In between all this movie watching, I finished reading and responding to all of my Kaleidotrope submissions. Which is a lovely feeling. I still have two issues to edit before the end of this year, but for the next seven months I won’t have to read another story I don’t want to accept. I didn’t run the actual stats for this past reading period, but I’d say out of roughly 250-300 submissions, I accepted maybe ten. Which, actually, seems maybe a little high.

I also wrote this:

They’d made planetfall in winter, the team leader said, which explained the hardiness of the local population but also the scarcity of diverse genetic stock. Only ten dozen of the original settlers had survived that first season, and through the next fifty years, intermarriage had left them fit for the harsh conditions on the planet’s surface but prone to illness, especially when traveling outside the valleys in Icarus’ (relatively) more temperate zones.

“Why Icarus?” one of the geo-engineers, Burke, asked. “In the myth, didn’t Icarus fly too close to the sun?”

“As near as we can tell, that’s local irony,” the team leader said. She glanced again at the planet’s specs and her notes, which were not extensive. “The settler’s original ship was thrown off course after miscalculating the gravitation of the smaller of the system’s binary stars. A joke,” she added, “though obviously not a great one.”

“Isn’t this like the third Icarus we’ve been called in on in as many months?” asked the pilot. Grace Wong didn’t always attend these preliminary meetings, but team leader was glad to see her nevertheless. “Don’t these people have any imagination?”

“In all fairness to this planet, they crashed before either Icarus Prime or Icarus II were colonized.”

“And we’re pulling them out anyway,” said Burke, “right?”

“Right,” the team leader said. “The Ic — the planet has become untenable.

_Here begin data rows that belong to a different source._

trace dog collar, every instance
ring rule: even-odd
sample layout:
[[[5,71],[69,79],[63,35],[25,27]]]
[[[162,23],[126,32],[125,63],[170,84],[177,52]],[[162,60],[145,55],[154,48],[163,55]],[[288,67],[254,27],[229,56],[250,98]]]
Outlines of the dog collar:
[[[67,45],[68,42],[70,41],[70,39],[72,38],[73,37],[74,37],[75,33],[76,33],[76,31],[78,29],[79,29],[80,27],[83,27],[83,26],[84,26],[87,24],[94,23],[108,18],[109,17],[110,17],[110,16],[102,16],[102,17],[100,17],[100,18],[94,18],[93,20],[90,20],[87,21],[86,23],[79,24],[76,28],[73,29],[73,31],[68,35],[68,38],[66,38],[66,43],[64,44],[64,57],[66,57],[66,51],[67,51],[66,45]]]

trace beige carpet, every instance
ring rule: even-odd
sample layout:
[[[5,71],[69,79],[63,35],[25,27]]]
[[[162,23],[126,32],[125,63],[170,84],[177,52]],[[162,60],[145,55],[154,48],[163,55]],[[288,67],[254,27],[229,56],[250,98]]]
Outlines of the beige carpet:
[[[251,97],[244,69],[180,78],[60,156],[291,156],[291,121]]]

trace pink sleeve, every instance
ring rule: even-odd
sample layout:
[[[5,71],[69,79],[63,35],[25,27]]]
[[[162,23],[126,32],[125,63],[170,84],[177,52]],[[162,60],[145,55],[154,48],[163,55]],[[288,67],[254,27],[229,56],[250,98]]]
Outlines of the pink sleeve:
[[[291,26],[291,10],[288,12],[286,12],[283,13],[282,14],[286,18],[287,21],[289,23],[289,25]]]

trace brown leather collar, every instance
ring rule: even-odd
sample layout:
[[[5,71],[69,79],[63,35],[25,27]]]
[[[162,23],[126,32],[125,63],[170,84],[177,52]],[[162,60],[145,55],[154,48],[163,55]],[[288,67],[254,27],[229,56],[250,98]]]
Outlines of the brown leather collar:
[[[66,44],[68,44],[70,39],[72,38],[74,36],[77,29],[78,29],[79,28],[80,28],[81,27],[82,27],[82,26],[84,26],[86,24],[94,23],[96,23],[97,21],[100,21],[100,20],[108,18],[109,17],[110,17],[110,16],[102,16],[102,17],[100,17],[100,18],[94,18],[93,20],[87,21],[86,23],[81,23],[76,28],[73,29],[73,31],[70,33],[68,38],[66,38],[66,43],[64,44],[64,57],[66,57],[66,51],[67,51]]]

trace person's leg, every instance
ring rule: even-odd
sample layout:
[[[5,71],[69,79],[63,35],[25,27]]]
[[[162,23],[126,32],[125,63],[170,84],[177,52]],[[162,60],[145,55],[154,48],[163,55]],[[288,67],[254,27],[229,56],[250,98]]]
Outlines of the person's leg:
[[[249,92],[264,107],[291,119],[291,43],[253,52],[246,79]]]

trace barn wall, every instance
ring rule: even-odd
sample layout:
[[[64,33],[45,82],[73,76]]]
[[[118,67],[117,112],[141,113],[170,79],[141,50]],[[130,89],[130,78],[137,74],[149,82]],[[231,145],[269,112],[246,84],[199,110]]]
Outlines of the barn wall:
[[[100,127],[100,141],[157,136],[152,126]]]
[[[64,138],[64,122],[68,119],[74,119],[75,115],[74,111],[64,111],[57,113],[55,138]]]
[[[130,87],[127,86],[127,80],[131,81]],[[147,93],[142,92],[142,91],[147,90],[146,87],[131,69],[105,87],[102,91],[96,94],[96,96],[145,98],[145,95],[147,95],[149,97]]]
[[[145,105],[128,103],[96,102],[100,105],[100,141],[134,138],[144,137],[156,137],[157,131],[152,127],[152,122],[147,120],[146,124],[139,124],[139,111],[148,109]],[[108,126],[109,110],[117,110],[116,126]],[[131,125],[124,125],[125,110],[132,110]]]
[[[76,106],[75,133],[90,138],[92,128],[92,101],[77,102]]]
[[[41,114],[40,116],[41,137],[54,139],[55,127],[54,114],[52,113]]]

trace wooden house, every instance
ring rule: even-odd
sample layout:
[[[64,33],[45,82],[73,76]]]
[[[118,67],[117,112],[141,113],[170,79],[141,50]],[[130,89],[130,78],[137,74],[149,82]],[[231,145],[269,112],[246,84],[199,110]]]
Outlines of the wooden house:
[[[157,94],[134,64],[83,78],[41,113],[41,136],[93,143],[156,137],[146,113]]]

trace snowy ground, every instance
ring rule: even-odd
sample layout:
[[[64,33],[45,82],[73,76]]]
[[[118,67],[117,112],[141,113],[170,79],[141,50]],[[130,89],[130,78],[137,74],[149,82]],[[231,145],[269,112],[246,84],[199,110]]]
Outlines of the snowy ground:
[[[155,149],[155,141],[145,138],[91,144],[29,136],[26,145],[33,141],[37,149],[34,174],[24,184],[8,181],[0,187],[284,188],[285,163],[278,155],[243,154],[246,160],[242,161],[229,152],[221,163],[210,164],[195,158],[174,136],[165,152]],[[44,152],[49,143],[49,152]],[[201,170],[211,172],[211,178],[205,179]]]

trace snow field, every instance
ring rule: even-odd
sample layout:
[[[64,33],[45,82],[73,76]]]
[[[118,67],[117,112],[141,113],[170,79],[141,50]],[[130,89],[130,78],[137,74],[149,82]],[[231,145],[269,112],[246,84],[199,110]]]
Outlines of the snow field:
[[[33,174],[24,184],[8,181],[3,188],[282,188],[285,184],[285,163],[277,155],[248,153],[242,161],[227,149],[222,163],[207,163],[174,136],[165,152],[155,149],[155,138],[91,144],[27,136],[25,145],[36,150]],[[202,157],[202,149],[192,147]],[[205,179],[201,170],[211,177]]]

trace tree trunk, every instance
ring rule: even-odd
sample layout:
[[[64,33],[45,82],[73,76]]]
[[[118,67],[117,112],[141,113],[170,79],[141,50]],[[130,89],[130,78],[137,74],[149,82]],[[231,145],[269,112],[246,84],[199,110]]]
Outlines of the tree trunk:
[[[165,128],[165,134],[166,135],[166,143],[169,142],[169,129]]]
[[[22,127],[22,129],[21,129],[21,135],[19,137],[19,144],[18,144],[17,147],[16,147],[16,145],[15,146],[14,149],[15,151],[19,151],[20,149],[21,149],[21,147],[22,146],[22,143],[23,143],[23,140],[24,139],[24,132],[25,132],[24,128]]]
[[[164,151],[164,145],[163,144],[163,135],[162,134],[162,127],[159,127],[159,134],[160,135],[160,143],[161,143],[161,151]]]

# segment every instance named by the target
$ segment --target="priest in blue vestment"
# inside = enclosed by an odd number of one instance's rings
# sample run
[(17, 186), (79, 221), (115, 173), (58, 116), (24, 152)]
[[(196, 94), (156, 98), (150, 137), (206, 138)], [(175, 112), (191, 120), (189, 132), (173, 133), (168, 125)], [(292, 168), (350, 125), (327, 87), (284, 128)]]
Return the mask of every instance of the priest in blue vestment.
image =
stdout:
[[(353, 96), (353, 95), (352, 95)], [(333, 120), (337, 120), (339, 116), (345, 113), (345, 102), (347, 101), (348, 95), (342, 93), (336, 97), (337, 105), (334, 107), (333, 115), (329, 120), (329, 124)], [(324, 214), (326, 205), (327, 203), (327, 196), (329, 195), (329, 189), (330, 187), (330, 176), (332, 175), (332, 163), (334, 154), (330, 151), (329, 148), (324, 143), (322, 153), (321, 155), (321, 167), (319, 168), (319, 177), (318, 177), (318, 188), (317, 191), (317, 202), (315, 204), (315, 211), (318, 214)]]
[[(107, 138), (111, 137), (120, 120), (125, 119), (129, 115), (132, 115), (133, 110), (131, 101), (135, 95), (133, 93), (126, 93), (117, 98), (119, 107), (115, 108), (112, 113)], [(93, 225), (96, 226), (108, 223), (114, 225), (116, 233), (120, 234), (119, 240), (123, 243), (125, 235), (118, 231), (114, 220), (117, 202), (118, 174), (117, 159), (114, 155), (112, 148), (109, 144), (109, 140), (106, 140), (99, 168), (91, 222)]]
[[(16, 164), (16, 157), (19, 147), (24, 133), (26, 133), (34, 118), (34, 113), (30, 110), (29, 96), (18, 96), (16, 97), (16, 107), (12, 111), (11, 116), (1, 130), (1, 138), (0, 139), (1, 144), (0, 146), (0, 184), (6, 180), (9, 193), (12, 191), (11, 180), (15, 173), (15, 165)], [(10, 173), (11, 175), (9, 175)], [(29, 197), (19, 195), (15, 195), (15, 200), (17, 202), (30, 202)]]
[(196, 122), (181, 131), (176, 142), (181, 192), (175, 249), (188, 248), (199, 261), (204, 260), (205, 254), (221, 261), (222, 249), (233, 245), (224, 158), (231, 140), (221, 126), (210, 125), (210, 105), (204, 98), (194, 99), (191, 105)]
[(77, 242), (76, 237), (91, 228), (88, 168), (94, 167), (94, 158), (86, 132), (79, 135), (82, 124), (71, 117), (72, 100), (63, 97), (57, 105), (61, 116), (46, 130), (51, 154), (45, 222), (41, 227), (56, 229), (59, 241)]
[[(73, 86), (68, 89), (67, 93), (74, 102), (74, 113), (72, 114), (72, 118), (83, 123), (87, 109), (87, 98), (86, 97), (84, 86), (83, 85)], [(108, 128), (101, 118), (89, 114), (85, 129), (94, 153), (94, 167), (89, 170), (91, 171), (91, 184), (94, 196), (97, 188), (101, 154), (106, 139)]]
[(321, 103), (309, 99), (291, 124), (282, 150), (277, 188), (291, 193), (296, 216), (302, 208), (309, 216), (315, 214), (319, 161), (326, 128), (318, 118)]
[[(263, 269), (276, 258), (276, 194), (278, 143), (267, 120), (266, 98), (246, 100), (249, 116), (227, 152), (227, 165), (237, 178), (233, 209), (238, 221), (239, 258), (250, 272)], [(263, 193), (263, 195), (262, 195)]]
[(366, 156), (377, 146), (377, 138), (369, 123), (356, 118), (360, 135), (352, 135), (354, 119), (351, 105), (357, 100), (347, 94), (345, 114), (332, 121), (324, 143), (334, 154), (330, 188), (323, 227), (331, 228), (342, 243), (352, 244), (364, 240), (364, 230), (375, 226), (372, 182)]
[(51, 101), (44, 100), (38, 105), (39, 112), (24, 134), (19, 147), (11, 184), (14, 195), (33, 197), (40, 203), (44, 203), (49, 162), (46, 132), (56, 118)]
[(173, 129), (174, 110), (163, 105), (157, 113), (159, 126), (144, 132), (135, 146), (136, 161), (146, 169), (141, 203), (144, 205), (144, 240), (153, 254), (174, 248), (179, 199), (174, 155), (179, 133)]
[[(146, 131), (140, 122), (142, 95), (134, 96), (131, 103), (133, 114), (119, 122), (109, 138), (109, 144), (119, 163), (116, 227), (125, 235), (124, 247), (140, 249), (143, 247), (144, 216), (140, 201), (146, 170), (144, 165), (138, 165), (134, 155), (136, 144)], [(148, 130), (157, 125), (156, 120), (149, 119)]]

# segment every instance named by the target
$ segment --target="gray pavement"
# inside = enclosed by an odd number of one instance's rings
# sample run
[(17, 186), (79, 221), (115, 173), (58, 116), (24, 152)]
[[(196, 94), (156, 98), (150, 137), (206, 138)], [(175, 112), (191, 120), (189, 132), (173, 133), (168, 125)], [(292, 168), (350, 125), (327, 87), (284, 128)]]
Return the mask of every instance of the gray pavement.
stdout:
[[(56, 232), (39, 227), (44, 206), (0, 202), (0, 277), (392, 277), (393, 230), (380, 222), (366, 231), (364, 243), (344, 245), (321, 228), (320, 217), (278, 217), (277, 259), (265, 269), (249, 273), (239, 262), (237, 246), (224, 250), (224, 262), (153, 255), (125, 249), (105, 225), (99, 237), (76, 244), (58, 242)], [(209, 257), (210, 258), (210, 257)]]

The system’s primary sun isn’t dying, exactly, but they’ll be outside a shrinking habitable zone in less than another generation.”

“Wait,” said Wong. “What does ’isn’t dying, exactly,’ mean? Is it going nova or not?”

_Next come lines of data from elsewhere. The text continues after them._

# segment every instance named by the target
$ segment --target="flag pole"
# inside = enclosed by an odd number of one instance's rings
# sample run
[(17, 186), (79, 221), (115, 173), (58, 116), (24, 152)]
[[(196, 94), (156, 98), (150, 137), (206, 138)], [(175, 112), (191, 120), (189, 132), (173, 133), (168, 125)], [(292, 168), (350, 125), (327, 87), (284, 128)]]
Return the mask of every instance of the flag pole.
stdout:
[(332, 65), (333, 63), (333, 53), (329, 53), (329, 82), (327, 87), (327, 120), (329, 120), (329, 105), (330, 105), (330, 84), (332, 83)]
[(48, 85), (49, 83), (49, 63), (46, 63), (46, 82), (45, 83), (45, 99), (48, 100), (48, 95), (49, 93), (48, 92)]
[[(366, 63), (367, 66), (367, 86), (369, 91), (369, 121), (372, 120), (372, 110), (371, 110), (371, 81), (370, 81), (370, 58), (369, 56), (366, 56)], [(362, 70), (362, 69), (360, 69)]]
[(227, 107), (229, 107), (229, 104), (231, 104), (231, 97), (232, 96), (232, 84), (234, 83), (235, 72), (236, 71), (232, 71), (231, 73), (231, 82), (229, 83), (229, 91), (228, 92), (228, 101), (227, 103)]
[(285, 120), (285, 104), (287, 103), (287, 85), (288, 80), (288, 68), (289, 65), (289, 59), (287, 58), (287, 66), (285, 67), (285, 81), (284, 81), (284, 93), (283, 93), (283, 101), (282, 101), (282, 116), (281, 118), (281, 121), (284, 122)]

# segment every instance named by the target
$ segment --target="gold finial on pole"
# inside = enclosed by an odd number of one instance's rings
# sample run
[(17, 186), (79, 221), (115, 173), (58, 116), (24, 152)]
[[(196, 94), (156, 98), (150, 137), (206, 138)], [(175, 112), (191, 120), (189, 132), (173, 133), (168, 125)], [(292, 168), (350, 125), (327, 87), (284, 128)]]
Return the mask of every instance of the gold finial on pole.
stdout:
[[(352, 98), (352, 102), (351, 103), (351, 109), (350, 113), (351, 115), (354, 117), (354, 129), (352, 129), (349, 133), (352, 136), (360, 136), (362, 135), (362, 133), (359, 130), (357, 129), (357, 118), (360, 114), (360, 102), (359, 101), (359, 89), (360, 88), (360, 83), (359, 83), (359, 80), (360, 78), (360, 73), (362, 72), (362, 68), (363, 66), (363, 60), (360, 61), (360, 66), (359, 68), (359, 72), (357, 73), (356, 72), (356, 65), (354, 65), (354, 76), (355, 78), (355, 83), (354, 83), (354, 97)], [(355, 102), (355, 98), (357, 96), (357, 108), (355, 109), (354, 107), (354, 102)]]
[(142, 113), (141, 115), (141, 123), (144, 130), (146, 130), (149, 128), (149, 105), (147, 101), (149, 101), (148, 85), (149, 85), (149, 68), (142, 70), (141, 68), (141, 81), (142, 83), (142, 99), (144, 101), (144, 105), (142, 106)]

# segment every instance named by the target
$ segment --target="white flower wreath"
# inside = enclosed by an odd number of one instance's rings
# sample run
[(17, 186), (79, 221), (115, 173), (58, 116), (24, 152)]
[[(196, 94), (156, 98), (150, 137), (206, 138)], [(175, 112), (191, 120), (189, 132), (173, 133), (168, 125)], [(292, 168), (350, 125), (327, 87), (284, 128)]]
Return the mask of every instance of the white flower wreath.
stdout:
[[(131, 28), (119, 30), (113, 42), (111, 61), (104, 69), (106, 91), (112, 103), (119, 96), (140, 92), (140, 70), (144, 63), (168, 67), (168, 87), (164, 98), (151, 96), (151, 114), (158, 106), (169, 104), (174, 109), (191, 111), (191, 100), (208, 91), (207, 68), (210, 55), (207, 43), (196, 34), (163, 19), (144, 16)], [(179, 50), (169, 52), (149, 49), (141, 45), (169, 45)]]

“Not exactly,” the team leader said. She’d been worried about this, but better to get it out in the open now before they ported to system. “Command has reason to believe that whatever’s happening with the sun is artificial, neither a natural nor man-made process.”

“Command?” said Burke. “Since when did we start taking orders from — wait are you saying Alterians?”

“We have reason to suspect their involvement, yes.”

“And you’re just telling us this now?” said Wong. “You want me to fly us into beastie-controlled territory and you didn’t even tell us til now?”

“It’s a little more complicated that,” the team leader said. “And there’s another reason why we have to evacuate Icarus.”

I can’t say I much like it, but sometimes you just go where the prompt takes you. (Even if, in this case, I didn’t get the prompt itself in at all.)

I plan tomorrow mostly reading, maybe writing some. It’s a three-day weekend, which is nice, and hopefully today’s nice weather will last a little while longer.